ITA 2008 : Part the Second

This is the second part in my blogging about some of the talks I saw at ITA 2008, and also a way for me to test a tag so that readers who don’t care about information theory won’t have a huge post hogging up their aggregator window (livejournal, I’m looking at you). Again, I may have misunderstood something in the talks, so if you see something that doesn’t sound right, let me know.

The compound Gaussian interference channel
A. Raja, V. Prabhakaran, and P. Viswanath, UIUC

This paper looked at the Gaussian compound interference channel, defined by the following two equations:

Y_1 = X_1 + c_2 X_2 + Z_1

Y_2 = c_1 X_1 + X_1 + Z_2

Recent work of Etkin, Tse, and Wang has provided a “within one bit” characterization of the capacity region of regular interference channels with known c_1 and c_2. In the compound setting, where the constants are not known a priori, the problem is a little more difficult, since the power splitting strategy of Etkin et al. is based on the knowledge of the cross gains.

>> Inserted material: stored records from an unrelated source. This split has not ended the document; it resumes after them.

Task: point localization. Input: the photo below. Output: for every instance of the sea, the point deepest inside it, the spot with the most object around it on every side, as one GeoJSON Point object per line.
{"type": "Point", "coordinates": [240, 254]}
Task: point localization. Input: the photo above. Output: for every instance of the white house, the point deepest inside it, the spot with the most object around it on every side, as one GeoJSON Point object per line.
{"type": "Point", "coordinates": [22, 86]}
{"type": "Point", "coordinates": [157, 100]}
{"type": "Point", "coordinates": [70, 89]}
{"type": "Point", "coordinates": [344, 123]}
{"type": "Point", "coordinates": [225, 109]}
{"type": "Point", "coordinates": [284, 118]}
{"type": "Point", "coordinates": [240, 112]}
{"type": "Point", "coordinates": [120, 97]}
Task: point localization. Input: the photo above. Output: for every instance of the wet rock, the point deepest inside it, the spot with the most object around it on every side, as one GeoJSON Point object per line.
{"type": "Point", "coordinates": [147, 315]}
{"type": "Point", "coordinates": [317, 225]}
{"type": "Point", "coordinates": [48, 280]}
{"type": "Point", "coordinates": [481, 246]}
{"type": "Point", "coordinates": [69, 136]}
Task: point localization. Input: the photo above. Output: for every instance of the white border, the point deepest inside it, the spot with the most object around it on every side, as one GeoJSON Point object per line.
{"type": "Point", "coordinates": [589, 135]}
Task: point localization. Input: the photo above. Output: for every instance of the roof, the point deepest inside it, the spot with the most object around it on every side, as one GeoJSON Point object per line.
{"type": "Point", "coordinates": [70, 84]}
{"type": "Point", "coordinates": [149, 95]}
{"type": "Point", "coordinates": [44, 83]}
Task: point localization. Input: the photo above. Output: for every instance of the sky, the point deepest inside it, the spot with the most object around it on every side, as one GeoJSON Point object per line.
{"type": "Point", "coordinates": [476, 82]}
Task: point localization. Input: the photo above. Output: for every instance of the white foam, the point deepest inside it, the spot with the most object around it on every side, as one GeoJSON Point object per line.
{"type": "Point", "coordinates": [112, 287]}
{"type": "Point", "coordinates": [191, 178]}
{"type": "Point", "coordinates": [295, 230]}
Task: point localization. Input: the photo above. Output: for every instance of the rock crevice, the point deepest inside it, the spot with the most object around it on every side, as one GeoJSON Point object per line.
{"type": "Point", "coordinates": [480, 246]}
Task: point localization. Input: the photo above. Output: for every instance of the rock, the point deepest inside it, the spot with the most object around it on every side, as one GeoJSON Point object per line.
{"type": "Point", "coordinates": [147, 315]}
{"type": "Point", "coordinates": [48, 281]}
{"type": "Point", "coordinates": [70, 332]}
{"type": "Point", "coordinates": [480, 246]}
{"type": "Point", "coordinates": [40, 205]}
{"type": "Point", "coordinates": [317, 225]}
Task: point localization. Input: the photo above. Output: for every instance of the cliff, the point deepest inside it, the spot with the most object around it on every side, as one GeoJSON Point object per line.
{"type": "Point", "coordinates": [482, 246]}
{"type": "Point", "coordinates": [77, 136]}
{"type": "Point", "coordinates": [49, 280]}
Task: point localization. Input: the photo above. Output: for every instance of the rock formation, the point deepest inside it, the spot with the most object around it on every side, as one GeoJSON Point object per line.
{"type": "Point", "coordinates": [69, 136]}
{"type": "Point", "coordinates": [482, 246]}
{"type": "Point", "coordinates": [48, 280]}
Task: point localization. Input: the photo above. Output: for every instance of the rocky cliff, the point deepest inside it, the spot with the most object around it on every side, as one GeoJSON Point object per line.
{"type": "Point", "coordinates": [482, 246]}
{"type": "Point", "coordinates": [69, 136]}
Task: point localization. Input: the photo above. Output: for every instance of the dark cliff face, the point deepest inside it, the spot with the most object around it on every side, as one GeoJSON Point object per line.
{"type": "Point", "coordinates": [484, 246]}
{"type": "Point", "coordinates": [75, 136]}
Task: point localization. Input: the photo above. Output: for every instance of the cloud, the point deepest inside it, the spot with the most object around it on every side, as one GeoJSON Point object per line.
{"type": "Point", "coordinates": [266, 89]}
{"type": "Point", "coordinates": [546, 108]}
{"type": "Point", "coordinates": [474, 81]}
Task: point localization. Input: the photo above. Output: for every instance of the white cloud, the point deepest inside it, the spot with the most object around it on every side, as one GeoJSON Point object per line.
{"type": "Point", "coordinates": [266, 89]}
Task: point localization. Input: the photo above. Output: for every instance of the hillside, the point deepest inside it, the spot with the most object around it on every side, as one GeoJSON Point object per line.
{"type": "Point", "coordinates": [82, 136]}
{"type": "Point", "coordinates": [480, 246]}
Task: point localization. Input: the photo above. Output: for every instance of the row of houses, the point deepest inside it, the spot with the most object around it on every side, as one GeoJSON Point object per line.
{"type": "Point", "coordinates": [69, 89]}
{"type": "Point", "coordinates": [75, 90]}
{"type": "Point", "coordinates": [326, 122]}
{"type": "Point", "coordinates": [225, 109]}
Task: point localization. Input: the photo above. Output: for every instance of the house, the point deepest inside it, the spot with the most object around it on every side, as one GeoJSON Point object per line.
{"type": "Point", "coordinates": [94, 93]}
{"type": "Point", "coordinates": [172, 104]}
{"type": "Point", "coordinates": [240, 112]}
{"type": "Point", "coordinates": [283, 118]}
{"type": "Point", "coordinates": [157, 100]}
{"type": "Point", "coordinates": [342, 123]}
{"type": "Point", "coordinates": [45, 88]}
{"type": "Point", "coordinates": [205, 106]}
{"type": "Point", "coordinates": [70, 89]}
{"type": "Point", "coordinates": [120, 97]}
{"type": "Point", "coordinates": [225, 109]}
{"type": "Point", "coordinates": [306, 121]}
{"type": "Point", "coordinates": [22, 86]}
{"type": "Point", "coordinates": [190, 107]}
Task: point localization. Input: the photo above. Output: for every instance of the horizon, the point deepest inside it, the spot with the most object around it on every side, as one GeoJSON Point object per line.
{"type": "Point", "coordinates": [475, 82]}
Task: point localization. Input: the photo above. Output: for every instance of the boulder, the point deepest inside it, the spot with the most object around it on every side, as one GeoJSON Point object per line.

This paper looks at a more complicated layered scheme that splits the messages for each user into public, semi-private, and private messages. If the cross-gain is high, then the other user can decode both the public and semi-private message, reducing the overall interference. This scheme can also get to “within one bit” of the upper bound (which is the worst upper bound over all channel states). In the talk, Pramod only discussed the achievable strategy. The converse arguments, which require new genie-aided arguments, are in the ArXiV preprint.

Information theoretic operating regimes of large ad hoc wireless networks
Ayfer Ozgur, Ramesh Johari, David Tse, UC Berkeley, and Olivier Leveque

Shannon’s famous AWGN capacity formula (that includes bandwidth) identifies two key operating regimes for the point-to-point systems. In the bandwidth limited regime, where SNR is high, capacity scales linearly with the bandwidth. In the power limited regime, where SNR is low, the capacity scales linearly with SNR. The question posed (and answered in some sense) in this talk is “is there an equivalent notion for large wireless networks?” They take a network of nodes on a grid with random source-destination pairs, distance-based path loss, and random phase. There are two parameters: \alpha, the path loss exponent, and \beta, an SNR exponent. Here the assumption is that SNR = n^{\beta}. The operating regimes are characterized by the following ratio, where n is the number of nodes:

\lim_{n  \to \infty} \frac{\log C_n(\alpha, \beta)}{\log n}

This is a scaling-law sense of capacity. They then identify four regimes in terms of \alpha and \beta and order optimal strategies for each, which draws together the existing work in a unified way. The different schemes are hierarchical MIMO, “bursty” hierarchical MIMO, nearest-neighbor multihop, and local cooperation for a MIMO multihop on squarelets.

Secrecy when the relay is the eavesdropper
Xiang He and Aylin Yener, Penn State

This talk looked at the wiretap problem with an eavesdropper co-located with a relay, or alternatively, designing protocols in which you don’t want the relay to decode your message. So decode-and-forward is right out, but compress-and-forward (CF) is still ok. Can a relay still help even if it’s not trusted? Some partial results have been found by Oohama for a certain degradedness condition that I’m not clear on at the moment, but in the the talk they looked at CF schemes that can achieve the secrecy rate point on the rate-equivocation tradeoff curve. That is, the relay learns nothing about the message, but the destination can decode. Prof. Yener discussed two examples of relay channels with orthogonal components. If the there are orthogonal links from the source to the destination and relay, as in El Gamal-Zahedi, then the relay cannot be used to increase data rates while preserving secrecy, whereas if there are orthogonal links from the source and relay to the destination, as in Liang-Veeravalli, then it does help.

Coding and common knowledge
Yossef Steinberg, Technion

This talk was about a different kind of rate distortion problem. The setup is like the Wyner-Ziv problem, but the encoder should also know be able to create the reconstruction \hat{X} created by the decoder (without knowing the side information). This can be called a Common Information Constraint. An application to remote surgery was outlined. The expression for the rate distortion function then becomes:

R_{ck}(D) = \min [ I(\hat{X} \wedge X) - I(\hat{X} \wedge Y) ]

This reduces to a scheme like the following: “the encoder quantizes X to \hat{X} and then sends it optimally knowing the decoder has Y. Some extensions to broadcast settings were also explored.